Our six verses of scripture tell a story:
4:12 John had been put in prison. John was imprisoned for his bold rebuke of Herod Antipas.
4:13 leaving Nazareth. Some time elapsed between vv. 12 and 13. Jesus’ stay in Nazareth ended abruptly when He was violently rejected by the people of Nazareth, who tried to murder Him (Luke 4:16–30). Capernaum. He settled in this important town on the trade route at the N end of the Sea of Galilee. Capernaum was the home of Peter and Andrew (v. 18), James and John (v. 21), and Matthew (9:9). A comparison of the gospels reveals that Christ had already ministered extensively in Capernaum (Luke 4:23).
4:15 Galilee of the Gentiles. This name was used even in Isaiah’s time because Galilee lay on the route through which all Gentiles passed in and out of Israel. In Jesus’ time, the region of Galilee had become an important center of Roman occupation. The prophecy cited by Matthew is from Is. 9:1, 2.

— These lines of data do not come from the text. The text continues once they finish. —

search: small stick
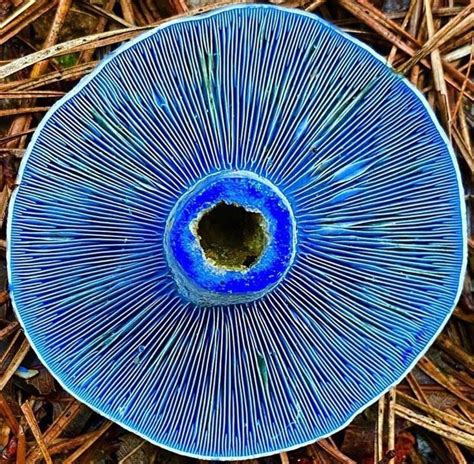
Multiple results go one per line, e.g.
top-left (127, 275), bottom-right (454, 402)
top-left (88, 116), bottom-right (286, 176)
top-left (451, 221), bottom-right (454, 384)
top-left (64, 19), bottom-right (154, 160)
top-left (64, 421), bottom-right (113, 464)
top-left (21, 401), bottom-right (53, 464)
top-left (387, 388), bottom-right (397, 464)
top-left (395, 404), bottom-right (474, 448)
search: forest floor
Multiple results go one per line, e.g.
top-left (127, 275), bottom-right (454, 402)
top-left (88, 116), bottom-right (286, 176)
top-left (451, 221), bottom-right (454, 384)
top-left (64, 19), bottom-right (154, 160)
top-left (0, 0), bottom-right (474, 464)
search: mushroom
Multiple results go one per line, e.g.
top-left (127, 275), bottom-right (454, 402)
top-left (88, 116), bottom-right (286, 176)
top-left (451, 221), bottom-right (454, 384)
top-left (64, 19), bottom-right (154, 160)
top-left (8, 5), bottom-right (466, 459)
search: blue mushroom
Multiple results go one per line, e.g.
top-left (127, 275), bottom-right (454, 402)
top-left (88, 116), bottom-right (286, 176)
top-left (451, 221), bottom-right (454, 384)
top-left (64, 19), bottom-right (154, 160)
top-left (8, 5), bottom-right (466, 459)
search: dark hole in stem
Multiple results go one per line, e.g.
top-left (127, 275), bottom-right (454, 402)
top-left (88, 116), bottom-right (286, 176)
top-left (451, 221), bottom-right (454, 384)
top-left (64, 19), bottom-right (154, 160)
top-left (196, 202), bottom-right (267, 270)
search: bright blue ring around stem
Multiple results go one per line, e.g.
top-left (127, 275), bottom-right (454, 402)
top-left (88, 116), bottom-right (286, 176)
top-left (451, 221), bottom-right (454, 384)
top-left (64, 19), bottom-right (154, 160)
top-left (164, 171), bottom-right (296, 306)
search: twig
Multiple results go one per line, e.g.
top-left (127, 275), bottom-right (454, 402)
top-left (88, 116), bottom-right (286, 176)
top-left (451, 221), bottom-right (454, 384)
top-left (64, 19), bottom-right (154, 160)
top-left (21, 401), bottom-right (53, 464)
top-left (395, 404), bottom-right (474, 448)
top-left (64, 421), bottom-right (113, 464)
top-left (387, 388), bottom-right (396, 464)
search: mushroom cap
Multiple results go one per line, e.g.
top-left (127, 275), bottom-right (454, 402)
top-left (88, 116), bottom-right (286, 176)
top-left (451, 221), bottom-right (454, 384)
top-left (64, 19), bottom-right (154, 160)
top-left (8, 5), bottom-right (466, 459)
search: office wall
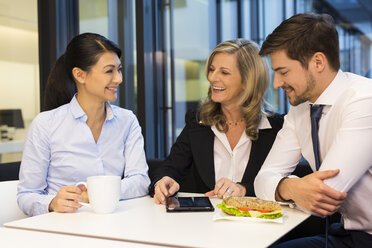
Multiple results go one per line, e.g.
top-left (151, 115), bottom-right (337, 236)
top-left (0, 0), bottom-right (40, 125)
top-left (0, 25), bottom-right (40, 124)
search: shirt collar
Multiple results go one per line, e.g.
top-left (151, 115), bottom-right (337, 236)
top-left (211, 115), bottom-right (272, 136)
top-left (70, 94), bottom-right (115, 121)
top-left (258, 115), bottom-right (272, 129)
top-left (314, 70), bottom-right (348, 105)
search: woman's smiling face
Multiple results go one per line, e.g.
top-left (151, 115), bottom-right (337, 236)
top-left (208, 52), bottom-right (244, 106)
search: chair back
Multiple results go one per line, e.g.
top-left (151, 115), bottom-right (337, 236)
top-left (0, 180), bottom-right (27, 227)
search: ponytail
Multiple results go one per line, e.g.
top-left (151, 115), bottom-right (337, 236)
top-left (43, 54), bottom-right (76, 111)
top-left (43, 33), bottom-right (121, 111)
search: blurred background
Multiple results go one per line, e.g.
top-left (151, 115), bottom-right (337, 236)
top-left (0, 0), bottom-right (372, 166)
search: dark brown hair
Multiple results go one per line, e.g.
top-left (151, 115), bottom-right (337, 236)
top-left (260, 13), bottom-right (340, 71)
top-left (43, 33), bottom-right (121, 111)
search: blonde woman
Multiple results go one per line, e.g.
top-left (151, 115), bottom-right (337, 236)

4:17 From that time Jesus began to preach. This marks the beginning of His public ministry. Note that His message was an exact echo of what John the Baptist preached. Repent, for the kingdom of heaven is at hand. The opening word of this first sermon sets the tone for Jesus’ entire earthly ministry (Luke 5:32). Repentance was a constant motif in all His public preaching. And in His closing charge to the apostles, He commanded them to preach repentance as well (Luke 24:47).
by Clarence Beverage
For Pondering & Prayer
In Pastor Joe’s message this past Sunday he spoke at length about “ripple effects.” How something we say or do today can live on if but only 1. If we are inspired to do something and 2. We believe that God is constantly at work.
As you begin your time of reflection what might that be?
Is humanity bound to get it only partly right? What did Jesus encounter in his ministry, Wesley in his and we in ours?
Is the road to getting it right starting by recognizing seeing where things can be better now?
Is there something in your heart and mind you really want to dig into and have influence through God’s power and love?
Prayer: Holy Lord, may we find time to be at peace and sense the presence of Your Spirit. Help us to put into words that come from deep inside our soul which we need to share with you and then wait in peace to know what comes next. Amen.